Dubai Investors Takes Over 2 Luxurious Nairobi Hotels


A Dubai-based firm took over the management of three luxurious hotels in Kenya; two based in Nairobi and one in Eldoret County. 

Aleph Hospitality signed an agreement with the three hotels; Boma Nairobi, Boma Inn Nairobi, and Boma Inn Eldoret, which are owned by Red Court Hotel ran by the Kenya Red Cross Society. 

The Middle East investors said that they would turn around the fortunes of the three hotels amid the escalating Covid-19 pandemic which has ravaged the hospitality sector. 

“We are delighted to take over the management of the three Boma Hotels in a deal that strengthens our presence and services in Kenya,” the directors of the Dubai firm said. 


Abbas Gullet, former Kenya Red Cross Secretary-General and Chairperson Red Court Hote addresses the media in 2019


Abbas Gullet, former Kenya Red Cross Secretary-General, and Chairperson Red Court Hotel lauded the foreigners as a professional management company that is familiar with local and global business and hospitality market. 

The three-star hotels offer spas, accommodation, conferences, and gym services and are a favourite among foreign tourists and guests who travel to Kenya. 

The Dubai firm, Aleph, also manages Best Western Plus and Marriot hotels in Kenya. 

Several hotels were shut down after the Covid-19 pandemic broke out in Kenya, owing to debts and government measures set to curb Covid-19. Most facilities recorded losses during the crisis. 

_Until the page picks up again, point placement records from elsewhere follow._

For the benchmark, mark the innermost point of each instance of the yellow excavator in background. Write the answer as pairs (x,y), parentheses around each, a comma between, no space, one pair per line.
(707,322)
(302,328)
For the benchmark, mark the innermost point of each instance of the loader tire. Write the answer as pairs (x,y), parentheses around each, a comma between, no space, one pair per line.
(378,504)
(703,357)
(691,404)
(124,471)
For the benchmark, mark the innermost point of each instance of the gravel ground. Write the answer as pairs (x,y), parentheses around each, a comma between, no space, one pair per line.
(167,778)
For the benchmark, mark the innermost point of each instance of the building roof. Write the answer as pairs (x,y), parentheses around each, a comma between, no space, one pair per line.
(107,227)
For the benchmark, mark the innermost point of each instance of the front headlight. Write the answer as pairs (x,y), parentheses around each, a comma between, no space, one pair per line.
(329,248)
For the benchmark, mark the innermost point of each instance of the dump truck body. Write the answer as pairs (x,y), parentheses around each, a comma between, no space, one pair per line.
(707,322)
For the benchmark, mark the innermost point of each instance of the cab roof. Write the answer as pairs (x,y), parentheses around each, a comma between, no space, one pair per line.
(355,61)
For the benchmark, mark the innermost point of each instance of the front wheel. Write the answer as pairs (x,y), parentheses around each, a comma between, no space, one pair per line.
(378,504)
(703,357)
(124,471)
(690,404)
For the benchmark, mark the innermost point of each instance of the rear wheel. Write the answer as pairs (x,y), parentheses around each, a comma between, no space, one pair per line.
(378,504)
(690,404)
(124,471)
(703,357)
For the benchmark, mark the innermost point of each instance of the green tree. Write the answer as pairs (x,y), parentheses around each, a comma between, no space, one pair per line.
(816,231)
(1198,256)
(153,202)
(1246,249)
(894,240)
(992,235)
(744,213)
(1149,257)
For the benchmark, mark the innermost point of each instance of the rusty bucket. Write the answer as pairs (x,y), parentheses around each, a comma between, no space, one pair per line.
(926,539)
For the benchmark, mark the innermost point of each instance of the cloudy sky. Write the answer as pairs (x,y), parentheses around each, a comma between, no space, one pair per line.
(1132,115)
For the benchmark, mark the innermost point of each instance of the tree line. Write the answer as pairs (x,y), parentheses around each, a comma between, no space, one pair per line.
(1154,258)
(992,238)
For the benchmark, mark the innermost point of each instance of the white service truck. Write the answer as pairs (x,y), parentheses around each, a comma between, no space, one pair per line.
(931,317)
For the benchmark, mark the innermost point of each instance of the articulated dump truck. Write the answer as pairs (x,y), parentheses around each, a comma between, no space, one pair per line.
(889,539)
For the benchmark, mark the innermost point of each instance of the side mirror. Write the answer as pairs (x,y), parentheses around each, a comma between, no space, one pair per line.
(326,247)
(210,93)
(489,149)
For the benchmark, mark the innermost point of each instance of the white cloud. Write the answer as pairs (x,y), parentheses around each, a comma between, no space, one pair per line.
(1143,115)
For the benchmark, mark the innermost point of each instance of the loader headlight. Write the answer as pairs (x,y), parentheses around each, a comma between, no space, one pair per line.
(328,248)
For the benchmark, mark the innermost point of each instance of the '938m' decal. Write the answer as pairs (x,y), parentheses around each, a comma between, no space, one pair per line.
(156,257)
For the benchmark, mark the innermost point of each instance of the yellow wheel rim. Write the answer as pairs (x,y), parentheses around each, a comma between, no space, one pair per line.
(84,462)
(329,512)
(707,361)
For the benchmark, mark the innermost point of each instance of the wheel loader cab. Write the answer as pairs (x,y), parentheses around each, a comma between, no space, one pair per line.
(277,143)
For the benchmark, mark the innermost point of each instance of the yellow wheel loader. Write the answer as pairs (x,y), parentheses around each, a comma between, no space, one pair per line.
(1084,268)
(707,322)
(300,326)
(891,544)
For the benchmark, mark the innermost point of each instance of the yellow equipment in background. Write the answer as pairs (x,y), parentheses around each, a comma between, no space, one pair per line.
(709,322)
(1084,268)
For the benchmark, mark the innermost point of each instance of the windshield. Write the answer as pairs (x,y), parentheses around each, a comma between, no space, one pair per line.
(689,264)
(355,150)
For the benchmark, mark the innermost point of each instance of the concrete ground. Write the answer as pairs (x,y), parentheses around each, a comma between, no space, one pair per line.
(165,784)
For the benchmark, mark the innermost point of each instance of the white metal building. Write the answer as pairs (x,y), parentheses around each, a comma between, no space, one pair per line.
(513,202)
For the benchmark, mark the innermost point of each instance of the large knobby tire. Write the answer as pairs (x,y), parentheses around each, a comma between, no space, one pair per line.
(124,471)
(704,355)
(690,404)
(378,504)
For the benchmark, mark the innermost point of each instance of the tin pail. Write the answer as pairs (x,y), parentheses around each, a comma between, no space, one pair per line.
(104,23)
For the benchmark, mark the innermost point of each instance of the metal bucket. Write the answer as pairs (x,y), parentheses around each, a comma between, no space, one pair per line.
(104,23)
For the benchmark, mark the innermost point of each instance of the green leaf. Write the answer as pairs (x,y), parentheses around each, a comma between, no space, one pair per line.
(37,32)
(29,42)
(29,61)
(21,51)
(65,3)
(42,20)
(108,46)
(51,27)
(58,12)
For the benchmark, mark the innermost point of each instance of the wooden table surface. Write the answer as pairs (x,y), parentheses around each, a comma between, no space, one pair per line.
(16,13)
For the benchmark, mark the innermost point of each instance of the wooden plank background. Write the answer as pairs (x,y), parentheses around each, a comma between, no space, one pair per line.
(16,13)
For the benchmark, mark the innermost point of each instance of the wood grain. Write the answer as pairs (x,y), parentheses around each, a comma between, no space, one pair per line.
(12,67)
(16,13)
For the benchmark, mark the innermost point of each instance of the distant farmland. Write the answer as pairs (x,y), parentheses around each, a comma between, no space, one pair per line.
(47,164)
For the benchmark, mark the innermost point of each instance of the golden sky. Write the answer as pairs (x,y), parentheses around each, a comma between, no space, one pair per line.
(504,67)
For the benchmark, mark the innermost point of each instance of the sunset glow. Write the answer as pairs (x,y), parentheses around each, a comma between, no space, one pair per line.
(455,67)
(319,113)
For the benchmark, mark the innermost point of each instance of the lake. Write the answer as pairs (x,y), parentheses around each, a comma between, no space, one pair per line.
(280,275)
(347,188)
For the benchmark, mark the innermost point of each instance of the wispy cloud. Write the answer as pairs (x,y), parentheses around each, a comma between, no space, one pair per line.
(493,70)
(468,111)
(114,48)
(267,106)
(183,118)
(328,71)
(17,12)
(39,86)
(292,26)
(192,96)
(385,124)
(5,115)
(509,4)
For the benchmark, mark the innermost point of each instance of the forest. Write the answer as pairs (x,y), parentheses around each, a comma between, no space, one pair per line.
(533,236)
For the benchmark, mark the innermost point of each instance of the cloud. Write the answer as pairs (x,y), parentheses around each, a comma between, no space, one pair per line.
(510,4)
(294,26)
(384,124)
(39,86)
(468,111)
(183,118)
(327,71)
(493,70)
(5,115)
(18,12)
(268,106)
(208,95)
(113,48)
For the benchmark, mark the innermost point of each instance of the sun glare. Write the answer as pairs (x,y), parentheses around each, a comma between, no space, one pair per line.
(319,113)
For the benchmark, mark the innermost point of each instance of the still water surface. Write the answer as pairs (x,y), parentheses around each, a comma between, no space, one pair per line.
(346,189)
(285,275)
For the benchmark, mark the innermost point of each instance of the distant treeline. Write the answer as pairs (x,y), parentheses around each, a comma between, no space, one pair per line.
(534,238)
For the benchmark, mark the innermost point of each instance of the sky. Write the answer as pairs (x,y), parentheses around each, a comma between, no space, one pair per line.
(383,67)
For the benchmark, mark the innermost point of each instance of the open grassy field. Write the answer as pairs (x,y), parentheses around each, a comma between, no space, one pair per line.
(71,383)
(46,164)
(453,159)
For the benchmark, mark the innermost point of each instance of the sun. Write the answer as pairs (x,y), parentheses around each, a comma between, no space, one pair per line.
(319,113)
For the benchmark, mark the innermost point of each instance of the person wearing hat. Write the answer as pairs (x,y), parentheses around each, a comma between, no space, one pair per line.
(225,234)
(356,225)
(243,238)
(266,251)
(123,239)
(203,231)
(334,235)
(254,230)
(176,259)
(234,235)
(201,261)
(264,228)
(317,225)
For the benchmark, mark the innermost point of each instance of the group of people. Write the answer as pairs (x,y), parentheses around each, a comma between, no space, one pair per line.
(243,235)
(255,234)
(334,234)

Some hotels offered pay cuts to their employees, while others were forced to retrench the staff. In May 2020, Fairmont announced the indefinite closure of two of its luxurious hotels in the country; The Norfolk Hotel in Nairobi and the luxurious Mara Safari Club citing the adverse effects of the Covid-19 pandemic on the hospitality industry as the key reason.

Lavish hotels in Mombasa slashed their rates by half to attract guests and to also ensure a return on investment during the crisis. 4-Star hotels on the South Coast as well as some on the main island reworked their rates and opened up their establishments to activities such as deep-sea diving, dhow cruises, and hotel games involving the locals.

A survey conducted by the Central Bank of Kenya (CBK) between September 21, and 23, 2020, indicated that, on average, hotel bed occupancy declined from 67 percent in February to bottom out at 10 percent in May, and recovered partially to 24 percent by September.

The report also showed that 64 percent of hotels that had closed during the pandemic period did not participate in any alternative economic activity. However, a majority of the rest (29 percent) were engaged in renovations and maintenance in a bid to adapt to the new normal before reopening.